Last, the D.A. does occasionally get the law wrong. Sometimes, defense counsel can research the law and find statutory or case law authority showing that the provable facts don’t support the proposed charges, or alternatively that the available evidence is likely not sufficient to render a guilty verdict at trial.
This research not only helps at the start, but it may also help later by setting the stage for the entire case in a beneficial way to you. But it must be given to the D.A. A.S.A.P. When the defense attorney completes their investigation of the case and research of the law, s/he then provides the D.A. with all of this information to “assist” them in their filing decision and based on what is provided, the defense attorney can reasonably request that the D.A.:
Not file any charges.
Reduce the charges – i.e. only file some charges, and not others.
File specific charges as a Misdemeanor and not as a Felony.
(Some offenses are known as “wobblers” allowing the D.A. to choose whether to file the offense as a Misdemeanor or as a Felony. Obviously, it is far more advantageous to be charged with a Misdemeanor, considered a less serious which carries less stigma, a simpler process and lower penalty than to be charged with a Felony, considered the most serious of crimes).
All of this work described above is done Pre-Filing, as it is completed before charges are even filed – before your arraignment (i.e. before you ever appear in court). Such a pre-filing defense has enormous advantages.
First, when justified and done well, it often does work. The effort is totally warranted when it prevents the D.A. from ever filing charges. Then not only does the suspect not get a criminal record, they never have to go through the aggravation of the criminal process. The effort is still fully warranted when charges are reduced.
In fact, sometimes a good Pre-Filing Defense that reduces the charges can have a more beneficial impact for the defendant right from the start, (regardless of how the case ends) than the best defense for a case that begins with much higher charges. Even if charges are not reduced, and the D.A. still files charges, in any event, the pre-filing defense helps to immediately put your best foot forward by providing helpful information to the D.A. and the court about yourself and the facts to provide a balanced account of the case.
Moreover, a thorough pre-filing defense ensures that your attorney has adequately “worked up” the case at an early stage and is already fully prepared to defend you should the case go forward to trial.
Therefore, do not delay. Time is not on your side.

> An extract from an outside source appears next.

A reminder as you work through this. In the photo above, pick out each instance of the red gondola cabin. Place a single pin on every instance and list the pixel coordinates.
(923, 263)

Certain actions need to be taken immediately to improve your odds at trial and/or to lessen your sentence. The sooner you get an attorney involved in your case; the better off you will be, regardless of whether you are guilty or completely innocent. You should only hire an attorney who can work on your case immediately and prepare a compelling Pre-filing defense to get your case off to the right start that will hopefully quickly and safely bring your case to the right end.